A study published in JAMA Internal Medicine reports that a new Medicare payment model reduced the number of times patients received services providing little or no health benefit.
The researchers analysed Medicare claims data before and after the initiation of the Medicare Pioneer Accountable Care Organization (ACO) Program, an Affordable Care Act initiative that financially rewards health care provider groups who are able to keep their spending under a certain budget and are still able to achieve high performance on measures of quality of care.

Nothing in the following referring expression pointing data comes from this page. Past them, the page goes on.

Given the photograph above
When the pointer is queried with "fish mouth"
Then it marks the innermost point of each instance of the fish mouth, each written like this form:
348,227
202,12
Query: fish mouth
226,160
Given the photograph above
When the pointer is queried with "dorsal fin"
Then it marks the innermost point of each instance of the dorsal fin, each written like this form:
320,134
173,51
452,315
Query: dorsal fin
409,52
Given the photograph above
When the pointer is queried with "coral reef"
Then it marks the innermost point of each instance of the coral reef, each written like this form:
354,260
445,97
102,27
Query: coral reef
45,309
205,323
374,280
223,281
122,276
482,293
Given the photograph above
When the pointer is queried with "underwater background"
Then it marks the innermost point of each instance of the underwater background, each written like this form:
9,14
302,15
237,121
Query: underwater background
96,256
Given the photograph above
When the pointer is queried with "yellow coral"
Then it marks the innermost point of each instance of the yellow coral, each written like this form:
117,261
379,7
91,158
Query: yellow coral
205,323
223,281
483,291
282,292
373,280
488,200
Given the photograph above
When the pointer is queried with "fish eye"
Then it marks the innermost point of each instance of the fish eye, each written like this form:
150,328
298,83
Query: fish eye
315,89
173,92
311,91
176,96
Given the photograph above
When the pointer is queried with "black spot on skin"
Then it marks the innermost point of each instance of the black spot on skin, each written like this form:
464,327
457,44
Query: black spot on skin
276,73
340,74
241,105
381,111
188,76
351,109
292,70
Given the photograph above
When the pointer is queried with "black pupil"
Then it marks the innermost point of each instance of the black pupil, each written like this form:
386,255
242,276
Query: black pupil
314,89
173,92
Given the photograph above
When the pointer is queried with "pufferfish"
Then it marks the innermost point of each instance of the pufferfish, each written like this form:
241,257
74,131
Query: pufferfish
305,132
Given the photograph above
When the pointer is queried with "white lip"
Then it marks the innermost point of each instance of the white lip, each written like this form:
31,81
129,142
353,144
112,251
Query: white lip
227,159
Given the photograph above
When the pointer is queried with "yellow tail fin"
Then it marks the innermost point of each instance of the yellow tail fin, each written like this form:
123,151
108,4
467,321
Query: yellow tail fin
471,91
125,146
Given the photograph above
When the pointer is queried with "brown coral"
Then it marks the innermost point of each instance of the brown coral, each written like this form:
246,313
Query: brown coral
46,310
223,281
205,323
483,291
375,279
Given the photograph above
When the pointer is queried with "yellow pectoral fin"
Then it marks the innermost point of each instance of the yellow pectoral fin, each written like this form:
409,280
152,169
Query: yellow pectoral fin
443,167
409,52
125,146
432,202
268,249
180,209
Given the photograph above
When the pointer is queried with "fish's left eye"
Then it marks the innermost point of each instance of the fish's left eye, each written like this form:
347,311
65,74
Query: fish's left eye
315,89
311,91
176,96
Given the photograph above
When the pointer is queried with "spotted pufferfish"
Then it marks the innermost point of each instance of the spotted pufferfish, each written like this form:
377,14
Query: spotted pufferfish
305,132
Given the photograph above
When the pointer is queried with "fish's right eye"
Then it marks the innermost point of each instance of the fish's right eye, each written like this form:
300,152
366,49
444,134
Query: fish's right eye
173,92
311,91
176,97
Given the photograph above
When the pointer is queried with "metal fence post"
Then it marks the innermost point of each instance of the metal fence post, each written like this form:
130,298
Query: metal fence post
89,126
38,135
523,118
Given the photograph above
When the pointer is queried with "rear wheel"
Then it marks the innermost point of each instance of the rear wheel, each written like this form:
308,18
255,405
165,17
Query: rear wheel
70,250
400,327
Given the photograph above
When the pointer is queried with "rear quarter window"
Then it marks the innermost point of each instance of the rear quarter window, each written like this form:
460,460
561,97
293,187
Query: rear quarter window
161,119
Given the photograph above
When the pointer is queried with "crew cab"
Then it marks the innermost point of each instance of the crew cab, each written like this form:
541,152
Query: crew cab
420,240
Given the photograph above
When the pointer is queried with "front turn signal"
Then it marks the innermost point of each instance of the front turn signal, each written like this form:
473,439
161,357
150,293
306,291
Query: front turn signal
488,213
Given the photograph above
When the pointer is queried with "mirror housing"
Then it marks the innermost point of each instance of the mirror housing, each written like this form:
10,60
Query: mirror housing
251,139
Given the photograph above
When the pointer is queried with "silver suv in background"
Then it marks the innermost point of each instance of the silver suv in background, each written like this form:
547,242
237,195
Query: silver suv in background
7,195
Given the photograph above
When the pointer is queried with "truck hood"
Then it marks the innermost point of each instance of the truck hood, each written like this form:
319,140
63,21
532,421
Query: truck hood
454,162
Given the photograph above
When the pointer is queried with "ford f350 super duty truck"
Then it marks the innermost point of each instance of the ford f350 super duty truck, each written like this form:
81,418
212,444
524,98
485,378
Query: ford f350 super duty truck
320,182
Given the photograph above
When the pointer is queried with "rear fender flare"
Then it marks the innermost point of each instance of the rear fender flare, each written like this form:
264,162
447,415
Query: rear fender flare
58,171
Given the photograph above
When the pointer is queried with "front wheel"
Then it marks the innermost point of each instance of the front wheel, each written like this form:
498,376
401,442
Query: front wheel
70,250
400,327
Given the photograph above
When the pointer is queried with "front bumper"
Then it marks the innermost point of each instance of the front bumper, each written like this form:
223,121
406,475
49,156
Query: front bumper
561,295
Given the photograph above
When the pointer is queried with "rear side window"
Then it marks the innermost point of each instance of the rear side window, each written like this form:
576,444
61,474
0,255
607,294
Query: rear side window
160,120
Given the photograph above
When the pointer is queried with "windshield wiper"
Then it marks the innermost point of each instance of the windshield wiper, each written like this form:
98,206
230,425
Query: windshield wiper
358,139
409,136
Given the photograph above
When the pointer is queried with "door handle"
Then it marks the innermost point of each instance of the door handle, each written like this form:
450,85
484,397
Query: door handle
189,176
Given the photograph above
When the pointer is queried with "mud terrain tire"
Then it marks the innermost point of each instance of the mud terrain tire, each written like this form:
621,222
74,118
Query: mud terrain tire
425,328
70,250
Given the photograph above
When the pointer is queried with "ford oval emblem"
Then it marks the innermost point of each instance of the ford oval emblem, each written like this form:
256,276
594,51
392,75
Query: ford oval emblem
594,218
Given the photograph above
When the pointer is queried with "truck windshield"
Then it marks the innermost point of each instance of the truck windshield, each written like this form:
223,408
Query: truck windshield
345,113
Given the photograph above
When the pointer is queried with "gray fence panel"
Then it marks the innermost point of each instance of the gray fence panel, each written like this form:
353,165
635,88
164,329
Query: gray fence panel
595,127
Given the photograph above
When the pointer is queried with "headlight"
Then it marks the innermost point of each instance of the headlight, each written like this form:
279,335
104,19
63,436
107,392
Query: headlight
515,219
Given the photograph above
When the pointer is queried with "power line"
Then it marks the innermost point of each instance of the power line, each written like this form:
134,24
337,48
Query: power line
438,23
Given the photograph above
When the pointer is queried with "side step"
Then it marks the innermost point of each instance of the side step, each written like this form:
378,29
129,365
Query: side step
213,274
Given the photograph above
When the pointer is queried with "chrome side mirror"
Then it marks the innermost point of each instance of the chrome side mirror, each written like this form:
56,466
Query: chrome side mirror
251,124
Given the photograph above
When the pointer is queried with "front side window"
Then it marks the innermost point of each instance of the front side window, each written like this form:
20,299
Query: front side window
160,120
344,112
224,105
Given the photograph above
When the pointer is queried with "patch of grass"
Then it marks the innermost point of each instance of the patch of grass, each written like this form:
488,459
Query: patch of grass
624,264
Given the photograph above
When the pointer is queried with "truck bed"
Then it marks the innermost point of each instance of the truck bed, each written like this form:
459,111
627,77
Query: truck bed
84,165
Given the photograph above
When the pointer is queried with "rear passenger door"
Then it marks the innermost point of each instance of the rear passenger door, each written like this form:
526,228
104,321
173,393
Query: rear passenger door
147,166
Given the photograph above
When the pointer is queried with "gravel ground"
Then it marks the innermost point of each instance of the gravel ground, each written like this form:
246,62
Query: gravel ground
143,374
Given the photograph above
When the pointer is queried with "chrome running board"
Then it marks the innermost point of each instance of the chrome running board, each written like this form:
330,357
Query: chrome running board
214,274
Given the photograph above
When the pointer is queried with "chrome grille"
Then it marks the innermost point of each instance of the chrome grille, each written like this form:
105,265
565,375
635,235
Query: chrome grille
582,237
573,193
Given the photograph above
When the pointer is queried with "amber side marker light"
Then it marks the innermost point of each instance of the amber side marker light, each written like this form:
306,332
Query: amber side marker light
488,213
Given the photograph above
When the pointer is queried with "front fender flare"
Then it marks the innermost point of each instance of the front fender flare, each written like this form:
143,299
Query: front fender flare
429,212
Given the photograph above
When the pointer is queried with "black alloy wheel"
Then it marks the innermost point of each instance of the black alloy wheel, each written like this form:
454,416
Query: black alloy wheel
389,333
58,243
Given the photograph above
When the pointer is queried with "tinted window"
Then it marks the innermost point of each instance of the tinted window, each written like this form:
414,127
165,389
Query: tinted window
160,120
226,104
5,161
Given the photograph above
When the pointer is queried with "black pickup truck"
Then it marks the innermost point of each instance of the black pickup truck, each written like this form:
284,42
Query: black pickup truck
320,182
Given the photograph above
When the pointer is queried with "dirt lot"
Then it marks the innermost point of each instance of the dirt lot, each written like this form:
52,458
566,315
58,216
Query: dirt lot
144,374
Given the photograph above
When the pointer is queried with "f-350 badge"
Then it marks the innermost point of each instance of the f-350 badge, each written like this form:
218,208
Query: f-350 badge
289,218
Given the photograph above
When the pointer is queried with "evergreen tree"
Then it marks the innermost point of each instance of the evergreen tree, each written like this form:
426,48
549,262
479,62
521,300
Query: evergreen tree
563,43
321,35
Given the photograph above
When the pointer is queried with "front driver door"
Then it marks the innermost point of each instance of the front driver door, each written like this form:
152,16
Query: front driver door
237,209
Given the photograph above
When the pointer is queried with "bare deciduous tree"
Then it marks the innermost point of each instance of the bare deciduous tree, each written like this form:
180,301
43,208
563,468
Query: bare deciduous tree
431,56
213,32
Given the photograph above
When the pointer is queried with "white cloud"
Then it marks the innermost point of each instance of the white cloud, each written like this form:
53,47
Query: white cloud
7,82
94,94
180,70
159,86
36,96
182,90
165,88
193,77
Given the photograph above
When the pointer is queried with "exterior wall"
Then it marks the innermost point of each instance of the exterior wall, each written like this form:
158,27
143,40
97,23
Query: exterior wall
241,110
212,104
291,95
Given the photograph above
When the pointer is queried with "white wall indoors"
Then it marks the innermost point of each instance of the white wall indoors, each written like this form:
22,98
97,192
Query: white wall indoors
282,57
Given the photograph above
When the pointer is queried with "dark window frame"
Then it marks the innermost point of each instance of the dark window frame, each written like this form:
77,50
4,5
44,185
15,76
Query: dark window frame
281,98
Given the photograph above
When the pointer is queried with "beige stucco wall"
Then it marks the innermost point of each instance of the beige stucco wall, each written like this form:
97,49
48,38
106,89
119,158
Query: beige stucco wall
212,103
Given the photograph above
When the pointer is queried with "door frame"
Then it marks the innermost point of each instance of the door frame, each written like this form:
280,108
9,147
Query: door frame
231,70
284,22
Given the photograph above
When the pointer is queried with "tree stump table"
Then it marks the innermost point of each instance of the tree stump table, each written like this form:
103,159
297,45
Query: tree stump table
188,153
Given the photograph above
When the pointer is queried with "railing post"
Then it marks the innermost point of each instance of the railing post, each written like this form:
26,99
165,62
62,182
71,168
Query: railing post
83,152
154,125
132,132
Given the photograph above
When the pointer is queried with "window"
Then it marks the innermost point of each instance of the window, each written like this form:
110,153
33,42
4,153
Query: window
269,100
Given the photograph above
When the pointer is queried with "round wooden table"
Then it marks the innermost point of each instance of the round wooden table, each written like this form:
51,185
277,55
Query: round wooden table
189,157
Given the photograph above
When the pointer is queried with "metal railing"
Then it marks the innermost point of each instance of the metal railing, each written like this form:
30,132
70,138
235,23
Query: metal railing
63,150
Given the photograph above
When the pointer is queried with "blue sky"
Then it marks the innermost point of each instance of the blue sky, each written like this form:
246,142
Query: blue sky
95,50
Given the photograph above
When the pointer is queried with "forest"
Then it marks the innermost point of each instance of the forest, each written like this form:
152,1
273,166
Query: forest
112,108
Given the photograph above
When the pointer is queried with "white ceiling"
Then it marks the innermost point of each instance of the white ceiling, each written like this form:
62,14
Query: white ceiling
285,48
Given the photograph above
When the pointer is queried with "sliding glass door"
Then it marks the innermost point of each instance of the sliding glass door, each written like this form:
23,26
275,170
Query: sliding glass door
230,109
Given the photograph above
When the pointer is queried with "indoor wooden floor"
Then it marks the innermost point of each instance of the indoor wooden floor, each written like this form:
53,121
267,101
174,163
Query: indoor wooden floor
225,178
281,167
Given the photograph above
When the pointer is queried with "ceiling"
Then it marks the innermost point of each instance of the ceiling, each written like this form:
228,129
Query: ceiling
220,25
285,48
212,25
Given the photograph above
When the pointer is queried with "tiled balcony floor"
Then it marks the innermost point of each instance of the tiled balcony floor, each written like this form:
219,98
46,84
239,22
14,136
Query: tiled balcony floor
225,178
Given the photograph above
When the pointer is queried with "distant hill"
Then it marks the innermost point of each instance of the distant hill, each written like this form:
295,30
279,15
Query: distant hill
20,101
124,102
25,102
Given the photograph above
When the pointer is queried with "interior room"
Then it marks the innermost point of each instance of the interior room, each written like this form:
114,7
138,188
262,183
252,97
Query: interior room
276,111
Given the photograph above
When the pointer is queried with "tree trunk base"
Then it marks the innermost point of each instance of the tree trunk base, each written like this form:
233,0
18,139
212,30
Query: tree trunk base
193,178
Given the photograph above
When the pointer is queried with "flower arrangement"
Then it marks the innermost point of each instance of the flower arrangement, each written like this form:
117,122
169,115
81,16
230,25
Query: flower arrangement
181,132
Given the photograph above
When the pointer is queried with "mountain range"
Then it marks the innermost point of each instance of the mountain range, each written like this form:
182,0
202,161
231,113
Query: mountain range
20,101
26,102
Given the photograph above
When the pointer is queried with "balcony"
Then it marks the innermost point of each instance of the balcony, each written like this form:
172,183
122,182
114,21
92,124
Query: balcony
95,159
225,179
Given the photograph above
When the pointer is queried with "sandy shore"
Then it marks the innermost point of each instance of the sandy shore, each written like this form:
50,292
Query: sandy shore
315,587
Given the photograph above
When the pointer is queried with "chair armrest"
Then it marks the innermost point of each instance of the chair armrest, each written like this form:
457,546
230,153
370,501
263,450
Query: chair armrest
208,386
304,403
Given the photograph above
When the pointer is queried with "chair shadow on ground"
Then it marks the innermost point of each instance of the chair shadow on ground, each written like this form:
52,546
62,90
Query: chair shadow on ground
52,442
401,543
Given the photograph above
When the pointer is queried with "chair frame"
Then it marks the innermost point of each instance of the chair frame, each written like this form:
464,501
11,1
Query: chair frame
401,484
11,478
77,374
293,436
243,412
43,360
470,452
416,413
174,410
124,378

"Doctors are in the best position to know what care is wasteful," says Aaron Schwartz, PhD, lead author of the study and a medical student at Brigham and Women's Hospital (BWH) and Harvard Medical School. "The ACO programme provides broad incentives to reduce spending rather than targeted incentives to cut any specific treatments,and doctors appear to have responded by delivering less wasteful care."
Previous analysis of the ACO model also found reduced Medicare spending and an improvement in quality in some areas without any deterioration in quality. This study also suggests that Pioneer ACOs have been successful at lowering spending and cutting back on wasteful healthcare services.
For the purpose of this study, researches analysed services provided from 2009 to 2012 using Medicare claims data. They measured the use of, and spending on, 31 services that are believed to have minimal clinical benefit. These include services like vertebroplasty, unnecessary imaging for back pain, headaches, and sinusitis, and preoperative testing before low-risk surgeries etc.
The findings show that patients served by ACOs experienced a greater reduction in the receipt of low-value services after the start of the Pioneer programme as compared to those who were not served by ACOs. The researchers estimate a 4.5 percent reduction in spending on low-value services with the implementation of the ACO programme. It was also observed that health care providers that had the greatest rate of low-value services prior to the ACO programme were able to demonstrate the greatest reductions. In addition, the researchers believe that patients who request low-value services do not serve as an obstacle under this model.